Charbon prend la tête et Est reste derrière moi. Au bout d'un moment, elle me tire légèrement par la manche pour me demander de freiner, de laisser Charbon prendre de l'avance. Je suppose qu'elle veut plaider la cause des cannibales. Elle murmure :
« Chef, faut que je vous parle.
— De quoi ?
— De Silver. Elle n'est pas folle.
— Tiens donc.
— Je sais ce que je dis. Ma famille et moi on vivait en centre psychiatrique à cause d'une erreur administrative. Son profil ne correspond à rien. Elle n'a pas une obsession particulière et pas de logique dans ses actes. Elle ne devrait pas avoir des comportements aussi absurdes et en même temps comprendre tout ce qu'on lui dit. Elle en rajoute pour nous faire peur. Elle joue la comédie.

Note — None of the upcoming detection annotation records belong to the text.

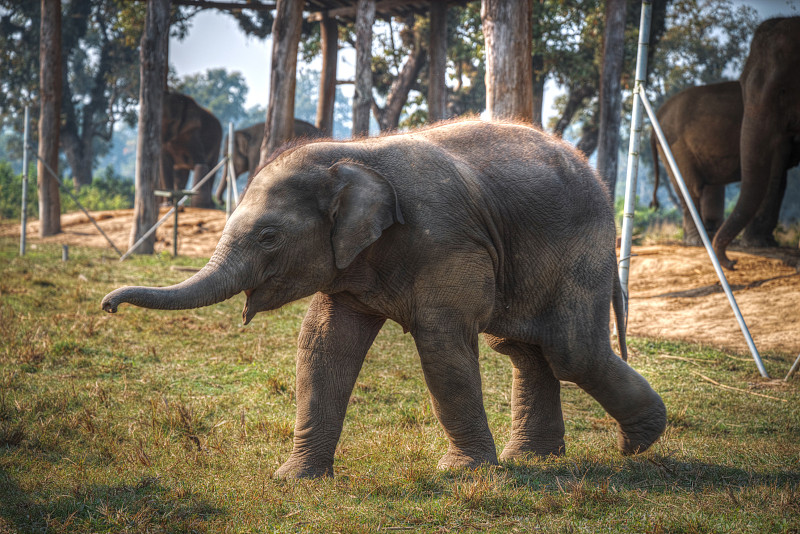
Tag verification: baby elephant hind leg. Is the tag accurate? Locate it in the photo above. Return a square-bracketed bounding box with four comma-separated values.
[485, 335, 564, 461]
[545, 344, 667, 455]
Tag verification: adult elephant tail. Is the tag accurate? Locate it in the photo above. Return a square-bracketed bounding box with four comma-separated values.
[650, 129, 661, 209]
[611, 273, 628, 362]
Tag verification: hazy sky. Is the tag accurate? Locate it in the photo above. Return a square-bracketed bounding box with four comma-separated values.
[169, 0, 800, 116]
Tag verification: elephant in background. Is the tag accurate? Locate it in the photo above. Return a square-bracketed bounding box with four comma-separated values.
[102, 120, 666, 477]
[650, 81, 781, 246]
[159, 91, 222, 208]
[714, 17, 800, 269]
[214, 119, 325, 204]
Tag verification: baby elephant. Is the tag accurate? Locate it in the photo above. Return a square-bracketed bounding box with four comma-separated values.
[102, 120, 666, 477]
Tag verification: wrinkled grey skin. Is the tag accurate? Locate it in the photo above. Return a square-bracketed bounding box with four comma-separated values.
[650, 82, 756, 246]
[159, 92, 222, 208]
[214, 119, 325, 204]
[713, 17, 800, 269]
[102, 121, 666, 477]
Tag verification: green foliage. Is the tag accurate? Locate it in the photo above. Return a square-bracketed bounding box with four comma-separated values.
[0, 161, 39, 221]
[61, 167, 134, 213]
[614, 197, 682, 245]
[0, 161, 134, 220]
[0, 238, 800, 533]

— Ridicule, pourquoi elle ferait ça ?
— Je crois qu'elle a son propre but. Elle ne vous a pas suivi pour l'argent. Vous vous rappelez quand elle a dit que les bureaucrates portaient des cravates ? Elle a dit : « mon dieu ». Vu son âge elle aurait dû faire partie des brigades républicaines quand elle était adolescente et avoir le lavage de cerveau athée.
— Oui mais elle est folle, c'est tout à fait le genre de jurons qu'on...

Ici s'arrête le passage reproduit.